Eu tinha tudo pra assinar meu login de @chato no
carnaval do Rio, fazer um instagram blasé para qualquer programa. Ah vou não,
quero não, posso não... Passar carnaval longe de Recife, mesmo sendo um
consciente descansar na Patagônia, é de se fazer chorar por dentro para
qualquer recifense, até para os que não bebem.
Entretanto, após um sábado de bloquinhos enfadonhos
nas proximidades do Centro do Rio, recebo um convite de conhecer um bloco novo
no meu quente e cervejeiro bairro de Vila Isabel. Chato por chato é melhor ser
chato a pé, em vez de se implorar por táxis vazios em cada esquina. Assim como
morar perto do trabalho: há sempre uns 15 minutos embaixo do seu travesseiro. Por isso, sabotei, um pouquinho só, o começo do domingo do carnaval da minha
mulher que, por eu estar chato, chata estava. O Ministério da Saúde se diverte:
Chatice contamina e pode virar epidemia. Ao se chatear, como médico e místico,
recomendo-lhe se desenchatear o mais rápido possível com exercícios
introvertidos de mantra – como lavar a pliha de louças da farra da véspera,
banho frio, duas doses de qualquer garrafa, ou 45 min de exercício aeróbico,
mantendo-se uma frequência cardíaca maior que 100. Senão... senão pode se cair
em esquecimentos de chaves, carteiras e celulares, pequenos furtos e ódios
exacerbados num trânsito nem tão engarrafado assim.
Chegando à praça Barão de Drummond, vejo uma
instalação diferente do dia anterior de carnaval em que para se ouvir os dois
saxes e o trombone teria que se desligar a abafada caixa amplificada da
guitarra do Noites do Norte (aliás, a ideia pega que nem virose e é claro que
eu preciso frequentar a festa de vocês, que se enche com as pérolas do Pará).
Na Praça de Vila Isabel, o Barão de Drummond estava com headphone Bose Noise-Canceling,
ou seja, dava ótimo para ouvir os agudos do baixo com uma cerveja na mão num
lugar aberto. E para não bastar estavam tocando Smoothie Criminal na base do Morro dos
Macacos acompanhados de uma bateria de escola de samba, praticamente uma UPP Social.

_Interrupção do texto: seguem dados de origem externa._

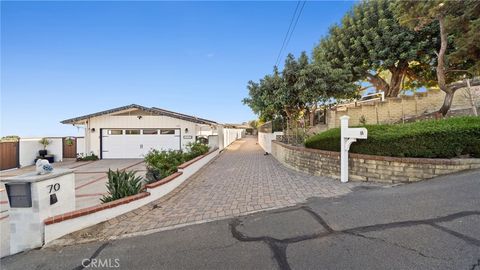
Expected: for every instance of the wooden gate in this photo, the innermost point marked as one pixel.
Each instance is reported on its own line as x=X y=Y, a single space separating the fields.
x=9 y=155
x=69 y=147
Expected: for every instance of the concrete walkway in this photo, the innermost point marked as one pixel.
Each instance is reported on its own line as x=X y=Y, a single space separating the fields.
x=240 y=181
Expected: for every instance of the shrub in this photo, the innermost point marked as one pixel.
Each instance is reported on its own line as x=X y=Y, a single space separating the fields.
x=122 y=184
x=195 y=149
x=161 y=164
x=446 y=138
x=91 y=157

Teatrais, com um desejo gigante de se fazer aquele
show, a felicidade transbordava do palco, causando uma enchente numa plateia que
não parava de gritar “Aaow!”. O Bloco Thriller Elétrico é
o melhor do carnaval do Rio 14, um show pão quente manteiga com sal derretida,
interativo, irreverentemente clássico, que instigou uma plateia que não se
acotovelava, e tudo isso embaixo de um céu cinza que escondia o feroz reluzente
do verão carioca.
Dois homens e uma mulher conduziam a voz amparada por
uma banda que incluía metais e um teclado daqueles com efeitos que cheiram a
capa de vinil. Um cantor com agudos tipo Gal e sósias dançantes do Michael, que já antes eram fãs do rei do pop e frequentavam paramentados os shows da banda, e
que foram convidados a participar do elenco, enfeitavam o topo do bolo. Houve
até um divertido concurso
de Moonwalker em que uma olindense com sombrinha na mão e elegância nos pés
representou o carnaval de Pernambuco e ficou em segundo lugar graças aos meus “Aaow!”
de torcida na plateia.
Acho que Noel Rosa gostaria de conhecer o Michael, ambos
eram muito originais e muito estranhos. Tem uma música de Noel, A.b.surdo,
a qual acredito que poderia rolar uma versão jacksoniana bem engraçada. Assim
como Billie Jean poderia sincopar num samba da década de 30. Eu adoro os dois,
tanto que já fiz Noel no teatro e Michael num show em 87 em homenagem ao Dia
das Crianças na quadra lotada do ginásio no Colégio Santa Maria em Recife.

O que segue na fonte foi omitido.